До самой темноты Рахиб в одиночестве расхаживал по склону. Мы с Азером редко теперь поднимались туда, потому что на площади перед мечетью опять стало шумно и интересно. По вечерам здесь теперь собирались мужчины, допоздна просиживая на дощатом помосте, прилаженном возле ограды. Даже дядя Эльмурад нередко наведывался сюда. Правда, он никогда не присаживался, а останавливался поодаль и стоял там, держа руки в карманах, широко расставив ноги в тяжелых солдатских сапогах.
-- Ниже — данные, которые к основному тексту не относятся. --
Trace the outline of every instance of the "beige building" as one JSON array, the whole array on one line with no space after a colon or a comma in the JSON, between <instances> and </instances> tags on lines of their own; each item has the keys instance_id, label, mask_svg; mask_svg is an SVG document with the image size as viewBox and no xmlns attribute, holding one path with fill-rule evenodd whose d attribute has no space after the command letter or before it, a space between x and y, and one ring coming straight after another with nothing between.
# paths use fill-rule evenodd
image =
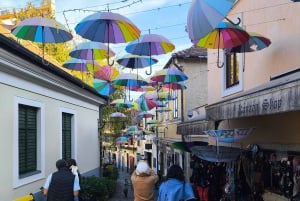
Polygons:
<instances>
[{"instance_id":1,"label":"beige building","mask_svg":"<svg viewBox=\"0 0 300 201\"><path fill-rule=\"evenodd\" d=\"M255 128L235 145L255 145L260 159L271 164L271 172L253 171L262 173L256 182L263 184L264 200L288 200L298 193L288 184L300 170L299 13L300 3L290 0L239 0L227 17L239 17L240 26L269 38L270 46L224 53L223 68L217 67L216 50L208 50L207 117L216 122L216 129ZM253 188L254 178L248 178Z\"/></svg>"}]
</instances>

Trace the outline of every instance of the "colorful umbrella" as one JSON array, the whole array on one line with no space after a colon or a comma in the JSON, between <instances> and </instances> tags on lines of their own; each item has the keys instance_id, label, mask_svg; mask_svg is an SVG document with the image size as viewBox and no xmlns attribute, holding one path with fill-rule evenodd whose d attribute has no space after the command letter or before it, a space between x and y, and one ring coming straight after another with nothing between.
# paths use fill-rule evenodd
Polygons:
<instances>
[{"instance_id":1,"label":"colorful umbrella","mask_svg":"<svg viewBox=\"0 0 300 201\"><path fill-rule=\"evenodd\" d=\"M107 43L108 48L110 43L133 41L141 34L131 20L112 12L97 12L85 17L75 26L75 31L83 38Z\"/></svg>"},{"instance_id":2,"label":"colorful umbrella","mask_svg":"<svg viewBox=\"0 0 300 201\"><path fill-rule=\"evenodd\" d=\"M83 42L73 48L70 56L77 59L85 60L101 60L107 57L112 57L115 53L103 43L98 42Z\"/></svg>"},{"instance_id":3,"label":"colorful umbrella","mask_svg":"<svg viewBox=\"0 0 300 201\"><path fill-rule=\"evenodd\" d=\"M149 111L157 106L156 101L145 97L139 97L135 102L138 104L138 110L141 111Z\"/></svg>"},{"instance_id":4,"label":"colorful umbrella","mask_svg":"<svg viewBox=\"0 0 300 201\"><path fill-rule=\"evenodd\" d=\"M235 0L193 0L188 11L187 32L197 42L227 16Z\"/></svg>"},{"instance_id":5,"label":"colorful umbrella","mask_svg":"<svg viewBox=\"0 0 300 201\"><path fill-rule=\"evenodd\" d=\"M139 68L145 68L156 64L158 60L146 56L129 55L118 59L117 62L126 68L136 69L136 73L138 74Z\"/></svg>"},{"instance_id":6,"label":"colorful umbrella","mask_svg":"<svg viewBox=\"0 0 300 201\"><path fill-rule=\"evenodd\" d=\"M155 82L168 84L185 81L188 77L177 68L166 68L157 71L150 79Z\"/></svg>"},{"instance_id":7,"label":"colorful umbrella","mask_svg":"<svg viewBox=\"0 0 300 201\"><path fill-rule=\"evenodd\" d=\"M213 31L197 42L197 46L218 49L217 65L222 68L224 63L219 65L219 49L239 46L248 40L249 34L242 27L228 22L220 22Z\"/></svg>"},{"instance_id":8,"label":"colorful umbrella","mask_svg":"<svg viewBox=\"0 0 300 201\"><path fill-rule=\"evenodd\" d=\"M81 72L94 72L100 69L100 65L96 61L71 58L62 65L70 70Z\"/></svg>"},{"instance_id":9,"label":"colorful umbrella","mask_svg":"<svg viewBox=\"0 0 300 201\"><path fill-rule=\"evenodd\" d=\"M122 112L113 112L109 115L111 118L125 118L126 115Z\"/></svg>"},{"instance_id":10,"label":"colorful umbrella","mask_svg":"<svg viewBox=\"0 0 300 201\"><path fill-rule=\"evenodd\" d=\"M125 99L115 99L110 103L110 105L117 108L131 108L133 103Z\"/></svg>"},{"instance_id":11,"label":"colorful umbrella","mask_svg":"<svg viewBox=\"0 0 300 201\"><path fill-rule=\"evenodd\" d=\"M227 49L228 52L254 52L262 50L271 44L271 40L253 32L248 32L250 37L249 40L242 45Z\"/></svg>"},{"instance_id":12,"label":"colorful umbrella","mask_svg":"<svg viewBox=\"0 0 300 201\"><path fill-rule=\"evenodd\" d=\"M43 62L45 43L63 43L73 38L64 25L54 19L43 17L25 19L12 28L11 32L17 38L42 43Z\"/></svg>"},{"instance_id":13,"label":"colorful umbrella","mask_svg":"<svg viewBox=\"0 0 300 201\"><path fill-rule=\"evenodd\" d=\"M128 138L121 136L116 138L116 144L128 143Z\"/></svg>"},{"instance_id":14,"label":"colorful umbrella","mask_svg":"<svg viewBox=\"0 0 300 201\"><path fill-rule=\"evenodd\" d=\"M146 34L140 36L137 40L130 42L125 50L131 54L149 56L161 55L171 52L175 46L164 36L158 34ZM150 73L146 71L147 75L152 74L152 65L150 65Z\"/></svg>"},{"instance_id":15,"label":"colorful umbrella","mask_svg":"<svg viewBox=\"0 0 300 201\"><path fill-rule=\"evenodd\" d=\"M151 114L149 112L143 111L143 112L140 112L138 114L138 117L139 118L152 118L152 117L154 117L154 114Z\"/></svg>"},{"instance_id":16,"label":"colorful umbrella","mask_svg":"<svg viewBox=\"0 0 300 201\"><path fill-rule=\"evenodd\" d=\"M113 87L113 84L101 79L94 79L93 86L95 90L104 96L109 96L116 91L116 88Z\"/></svg>"},{"instance_id":17,"label":"colorful umbrella","mask_svg":"<svg viewBox=\"0 0 300 201\"><path fill-rule=\"evenodd\" d=\"M120 75L119 70L114 66L101 66L94 72L94 78L112 82Z\"/></svg>"}]
</instances>

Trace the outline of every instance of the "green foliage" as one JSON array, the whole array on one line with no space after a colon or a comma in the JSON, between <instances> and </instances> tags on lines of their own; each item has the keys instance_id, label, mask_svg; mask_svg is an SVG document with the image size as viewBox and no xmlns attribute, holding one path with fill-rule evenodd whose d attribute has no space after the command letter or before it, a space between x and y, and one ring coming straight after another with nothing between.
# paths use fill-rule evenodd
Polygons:
<instances>
[{"instance_id":1,"label":"green foliage","mask_svg":"<svg viewBox=\"0 0 300 201\"><path fill-rule=\"evenodd\" d=\"M82 201L105 201L116 191L116 180L96 176L82 177L80 198Z\"/></svg>"}]
</instances>

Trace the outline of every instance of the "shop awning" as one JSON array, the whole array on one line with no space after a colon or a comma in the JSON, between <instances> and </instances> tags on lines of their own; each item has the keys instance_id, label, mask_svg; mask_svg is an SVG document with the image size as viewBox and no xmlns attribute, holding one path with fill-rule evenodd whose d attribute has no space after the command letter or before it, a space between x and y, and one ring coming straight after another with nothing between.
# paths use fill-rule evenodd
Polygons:
<instances>
[{"instance_id":1,"label":"shop awning","mask_svg":"<svg viewBox=\"0 0 300 201\"><path fill-rule=\"evenodd\" d=\"M214 122L198 120L193 122L183 122L177 125L179 135L205 135L203 131L214 129Z\"/></svg>"},{"instance_id":2,"label":"shop awning","mask_svg":"<svg viewBox=\"0 0 300 201\"><path fill-rule=\"evenodd\" d=\"M214 121L300 110L300 69L205 109Z\"/></svg>"}]
</instances>

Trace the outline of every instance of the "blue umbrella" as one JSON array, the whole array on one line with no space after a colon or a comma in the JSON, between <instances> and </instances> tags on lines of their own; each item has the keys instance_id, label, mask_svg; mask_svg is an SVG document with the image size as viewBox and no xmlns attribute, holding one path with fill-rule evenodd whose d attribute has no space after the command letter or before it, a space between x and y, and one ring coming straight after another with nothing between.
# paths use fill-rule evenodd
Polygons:
<instances>
[{"instance_id":1,"label":"blue umbrella","mask_svg":"<svg viewBox=\"0 0 300 201\"><path fill-rule=\"evenodd\" d=\"M221 22L235 0L193 0L187 17L187 31L193 43L203 38Z\"/></svg>"}]
</instances>

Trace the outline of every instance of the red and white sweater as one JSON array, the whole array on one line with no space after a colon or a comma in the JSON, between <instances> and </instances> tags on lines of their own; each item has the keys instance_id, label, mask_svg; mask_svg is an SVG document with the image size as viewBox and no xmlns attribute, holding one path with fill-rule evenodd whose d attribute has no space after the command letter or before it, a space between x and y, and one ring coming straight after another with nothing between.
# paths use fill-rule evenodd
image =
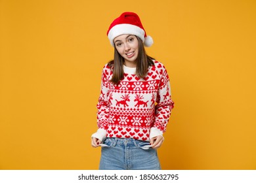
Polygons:
<instances>
[{"instance_id":1,"label":"red and white sweater","mask_svg":"<svg viewBox=\"0 0 256 183\"><path fill-rule=\"evenodd\" d=\"M112 71L102 71L101 92L97 104L98 129L92 137L133 138L149 141L166 130L174 103L167 71L162 63L148 69L146 77L135 75L136 68L123 66L124 78L110 82Z\"/></svg>"}]
</instances>

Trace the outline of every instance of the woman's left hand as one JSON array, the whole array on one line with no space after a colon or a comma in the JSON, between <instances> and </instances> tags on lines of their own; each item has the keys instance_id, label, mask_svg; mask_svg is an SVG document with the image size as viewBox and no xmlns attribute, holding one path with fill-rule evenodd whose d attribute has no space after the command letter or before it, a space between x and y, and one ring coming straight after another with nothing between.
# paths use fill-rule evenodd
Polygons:
<instances>
[{"instance_id":1,"label":"woman's left hand","mask_svg":"<svg viewBox=\"0 0 256 183\"><path fill-rule=\"evenodd\" d=\"M163 144L163 137L161 135L156 136L150 139L151 147L152 148L159 148Z\"/></svg>"}]
</instances>

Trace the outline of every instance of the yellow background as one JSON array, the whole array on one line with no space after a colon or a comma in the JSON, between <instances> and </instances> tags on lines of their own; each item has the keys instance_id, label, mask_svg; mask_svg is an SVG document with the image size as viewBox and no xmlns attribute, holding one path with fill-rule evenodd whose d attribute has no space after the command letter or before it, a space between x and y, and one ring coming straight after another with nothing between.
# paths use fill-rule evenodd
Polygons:
<instances>
[{"instance_id":1,"label":"yellow background","mask_svg":"<svg viewBox=\"0 0 256 183\"><path fill-rule=\"evenodd\" d=\"M158 2L0 0L0 169L98 169L106 32L123 11L171 78L162 168L256 169L256 1Z\"/></svg>"}]
</instances>

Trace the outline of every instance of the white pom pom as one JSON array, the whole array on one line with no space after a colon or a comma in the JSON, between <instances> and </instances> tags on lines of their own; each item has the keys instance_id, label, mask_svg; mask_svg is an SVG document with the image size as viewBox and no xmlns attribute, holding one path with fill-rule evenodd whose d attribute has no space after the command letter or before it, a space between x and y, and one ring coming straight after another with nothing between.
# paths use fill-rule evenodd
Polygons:
<instances>
[{"instance_id":1,"label":"white pom pom","mask_svg":"<svg viewBox=\"0 0 256 183\"><path fill-rule=\"evenodd\" d=\"M144 41L144 45L147 47L151 46L154 43L153 39L151 36L148 35L146 37L145 37L145 41Z\"/></svg>"}]
</instances>

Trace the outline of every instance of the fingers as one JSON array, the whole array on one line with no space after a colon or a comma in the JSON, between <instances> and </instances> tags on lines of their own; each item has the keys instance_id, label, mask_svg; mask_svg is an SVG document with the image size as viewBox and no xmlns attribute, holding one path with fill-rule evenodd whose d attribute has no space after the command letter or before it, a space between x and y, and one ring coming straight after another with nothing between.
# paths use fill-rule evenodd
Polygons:
<instances>
[{"instance_id":1,"label":"fingers","mask_svg":"<svg viewBox=\"0 0 256 183\"><path fill-rule=\"evenodd\" d=\"M151 147L152 148L158 148L161 146L163 142L163 137L161 135L153 137L150 139Z\"/></svg>"},{"instance_id":2,"label":"fingers","mask_svg":"<svg viewBox=\"0 0 256 183\"><path fill-rule=\"evenodd\" d=\"M95 137L91 138L91 146L94 148L98 147L100 146L100 144L101 143L101 141Z\"/></svg>"}]
</instances>

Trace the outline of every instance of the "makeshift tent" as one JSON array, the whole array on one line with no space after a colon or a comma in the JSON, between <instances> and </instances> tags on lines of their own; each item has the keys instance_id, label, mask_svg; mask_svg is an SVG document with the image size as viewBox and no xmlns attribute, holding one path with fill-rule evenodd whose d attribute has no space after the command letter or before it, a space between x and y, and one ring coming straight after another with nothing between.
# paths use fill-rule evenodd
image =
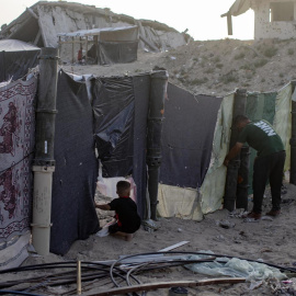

Чаще всего разговор шел о различных странах, в которых многим довелось побывать за войну, или об урожае – прикидывали, сколько может выйти в этом году на трудодень. А дядя Хилал говорил обычно, что Советская власть – это да, но уж больно много развелось сейчас всяких служащих. Дядя Исфендияр считал, что Советская власть – великая сила: захочет – за пять лет весь мир завоюет. Из этого он почему-то делал вывод, что нужно обязательно открыть иранскую границу. Говоря про границу, дядя Исфендияр очень волновался, начинал клясться и для убедительности бил себя кулаком в грудь, да так сильно, что из пиджака летела пыль.
Дядя Мюрид начинал всегда одинаково: «Я прямо скажу: я никого не боюсь!» После этого он обычно говорил то, что хотел сказать. А дядя Назар, о чем бы кто ни говорил, всякий раз совал в разговор свою дурацкую пословицу: «У каждого своя ложка, у каждого своя еда».
Дядя Эльмурад в эти разговоры не вмешивался, все больше пошучивал. И всем это было по душе, один лишь дядя Исфендияр не выносил его шуток – сразу начинал колотить себя в грудь. Он злился потому, что дядя Эльмурад советовал не очень-то его слушать: у него, мол, в Иране свой интерес – отец еще при Николашке семь ковров в Тебризе оставил, вот Исфендияру и не терпится наследство получить – откроют границу, он тотчас за коврами махнет.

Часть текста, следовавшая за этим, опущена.